We first need to add a new column adding up both preparation time and delivery time. New column name is: total_delivery_time

In [ ]:
data['total_delivery_time'] = data['food_preparation_time'] + data['delivery_time']

Now we can work with the new column to filter values based on the criteria defined in the question and calculate the percentage of orders taken more than 1 hour

In [ ]:
round(data[data['total_delivery_time'] > 60].shape[0]/data.shape[0]*100, 2)
Out[ ]:
10.54

Observations:¶

  • Around 10.54% of the total orders took more than 1 hour to be delivered to the client from the moment they placed the order.

Question 16: The company wants to analyze the delivery time of the orders on weekdays and weekends. How does the mean delivery time vary during weekdays and weekends? [2 marks]¶

In [ ]:
# Write the code here
data.groupby('day_of_the_week')['delivery_time'].mean().round(2)
Out[ ]:
day_of_the_week
Weekday    28.34
Weekend    22.47
Name: delivery_time, dtype: float64
In [ ]:
plt.figure(figsize=(6,6))
sns.boxplot(data = data, x = 'day_of_the_week', y = 'delivery_time');
plt.xlabel('Day of the week');
plt.ylabel('Delivery time');
plt.title('Delivery time by day of the week');
plt.show()

Observations:¶

  • During weekends the delivery time decreases and shows less max time. This might suggest that on weekends there are more people delivering food to customers making the waiting time shorter
  • On Averange, clients need to wait 6 more minutes to get their orders delivered.

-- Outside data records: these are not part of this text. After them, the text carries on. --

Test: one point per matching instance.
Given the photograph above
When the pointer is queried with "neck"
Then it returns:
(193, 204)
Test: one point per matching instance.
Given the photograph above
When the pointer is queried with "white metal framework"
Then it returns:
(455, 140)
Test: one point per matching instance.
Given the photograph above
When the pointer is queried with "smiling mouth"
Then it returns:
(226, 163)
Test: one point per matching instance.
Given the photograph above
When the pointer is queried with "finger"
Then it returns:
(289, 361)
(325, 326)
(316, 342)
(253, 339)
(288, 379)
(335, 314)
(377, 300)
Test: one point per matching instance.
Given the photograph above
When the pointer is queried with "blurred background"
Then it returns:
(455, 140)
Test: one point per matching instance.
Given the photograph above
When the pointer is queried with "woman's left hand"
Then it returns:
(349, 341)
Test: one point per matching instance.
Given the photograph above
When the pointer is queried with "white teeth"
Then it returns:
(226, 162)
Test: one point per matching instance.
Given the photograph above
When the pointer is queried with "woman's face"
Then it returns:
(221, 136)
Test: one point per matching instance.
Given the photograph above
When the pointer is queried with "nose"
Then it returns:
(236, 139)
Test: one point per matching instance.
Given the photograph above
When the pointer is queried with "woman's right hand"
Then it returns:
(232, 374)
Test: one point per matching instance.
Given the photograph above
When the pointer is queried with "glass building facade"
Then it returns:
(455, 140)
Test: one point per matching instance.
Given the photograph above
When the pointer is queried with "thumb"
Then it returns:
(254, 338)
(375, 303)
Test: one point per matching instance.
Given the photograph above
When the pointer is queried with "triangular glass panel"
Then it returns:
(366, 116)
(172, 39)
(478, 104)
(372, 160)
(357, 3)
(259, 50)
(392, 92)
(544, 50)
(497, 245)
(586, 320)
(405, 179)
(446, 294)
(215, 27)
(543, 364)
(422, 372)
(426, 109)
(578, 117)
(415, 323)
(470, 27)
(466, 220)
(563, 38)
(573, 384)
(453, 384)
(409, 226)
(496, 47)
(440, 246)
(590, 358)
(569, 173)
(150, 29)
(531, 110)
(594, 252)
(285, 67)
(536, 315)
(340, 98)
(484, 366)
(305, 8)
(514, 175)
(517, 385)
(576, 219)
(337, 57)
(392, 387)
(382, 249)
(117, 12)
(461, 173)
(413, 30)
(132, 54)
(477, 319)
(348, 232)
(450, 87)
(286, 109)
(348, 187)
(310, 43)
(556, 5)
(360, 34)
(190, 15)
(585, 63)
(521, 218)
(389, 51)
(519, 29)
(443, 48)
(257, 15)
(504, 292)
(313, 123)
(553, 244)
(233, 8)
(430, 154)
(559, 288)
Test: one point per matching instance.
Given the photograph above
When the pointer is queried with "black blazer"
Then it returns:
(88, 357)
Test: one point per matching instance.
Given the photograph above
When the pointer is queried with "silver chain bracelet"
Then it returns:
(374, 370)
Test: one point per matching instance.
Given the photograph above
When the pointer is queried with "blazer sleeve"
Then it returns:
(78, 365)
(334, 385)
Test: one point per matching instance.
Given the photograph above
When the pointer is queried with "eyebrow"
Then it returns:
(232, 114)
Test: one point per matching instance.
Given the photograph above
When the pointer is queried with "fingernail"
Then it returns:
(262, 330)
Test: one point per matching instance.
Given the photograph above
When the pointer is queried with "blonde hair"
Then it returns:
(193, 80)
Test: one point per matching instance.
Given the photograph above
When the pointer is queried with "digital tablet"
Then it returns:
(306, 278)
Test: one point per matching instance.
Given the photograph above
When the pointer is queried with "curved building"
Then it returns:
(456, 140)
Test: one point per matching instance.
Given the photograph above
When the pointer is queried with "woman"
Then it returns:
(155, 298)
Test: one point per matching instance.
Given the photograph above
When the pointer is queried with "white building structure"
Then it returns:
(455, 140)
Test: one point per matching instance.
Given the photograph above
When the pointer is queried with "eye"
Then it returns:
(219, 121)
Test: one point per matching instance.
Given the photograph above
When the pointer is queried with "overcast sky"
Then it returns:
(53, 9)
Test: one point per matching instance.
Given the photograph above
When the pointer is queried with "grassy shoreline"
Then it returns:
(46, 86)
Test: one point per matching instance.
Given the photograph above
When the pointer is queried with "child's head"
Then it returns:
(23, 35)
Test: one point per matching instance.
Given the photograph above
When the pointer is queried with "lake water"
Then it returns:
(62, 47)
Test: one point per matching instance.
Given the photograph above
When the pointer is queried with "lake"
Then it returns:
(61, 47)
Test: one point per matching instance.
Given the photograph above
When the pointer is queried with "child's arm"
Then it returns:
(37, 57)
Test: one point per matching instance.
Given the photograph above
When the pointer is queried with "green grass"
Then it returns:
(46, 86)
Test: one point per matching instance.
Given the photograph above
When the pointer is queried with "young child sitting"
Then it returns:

Conclusion and Recommendations¶

Question 17: What are your conclusions from the analysis? What recommendations would you like to share to help improve the business? (You can use cuisine type and feedback ratings to drive your business recommendations.) [6 marks]¶

Conclusions:¶

  • We can see a tendency for customers to get more American and Japanese and Italian orders.
  • Orders during weekends represent 71% of the total received by restaurants.
  • 10% of all orders are taking longer than expected for users going above 60 minutes of waiting time.
  • There is no clear relationship between price and total orders received by restaurants.
  • 38% of all orders delivered, do not get any feedback.
  • The vast majority of orders (71%) cost below $20 which shows a tendency from the users to find food that is more budget friendly.

Recommendations:¶

  • The company needs to find ways to get more people to provide feedback about the orders by giving away more coupons or free deliveries for those that rate orders. Then more accurate data will be handled to provide to the restaurants.
  • Improving total delivery time during weekdays might come as an opportunity for less popular restaurants to increase sales compared to the dominant preference of American, Japanese and Italian restaurants.
  • Business should put in place promotions and other type of compensation for orders taking more than 1 hour and find the reasons behind such a dramatic time of waiting for consumers.
  • The company should add more measures to the evaluation so correlation could be determined to find what moves the customers to select a particular type of food/restaurant.
  • There's seems to be low fidelity from customers since the top 3 represent a total of 32 orders which opens space for engaging campaigns to keep clients ordering more often.
  • Since 71% of the total orders are less than 20 USD. I would suggest the company to review the revenue scheme to increase earnings. Getting a little bit more thatn $1600 for managing more than 1800 orders dot not seem to be generating enough value.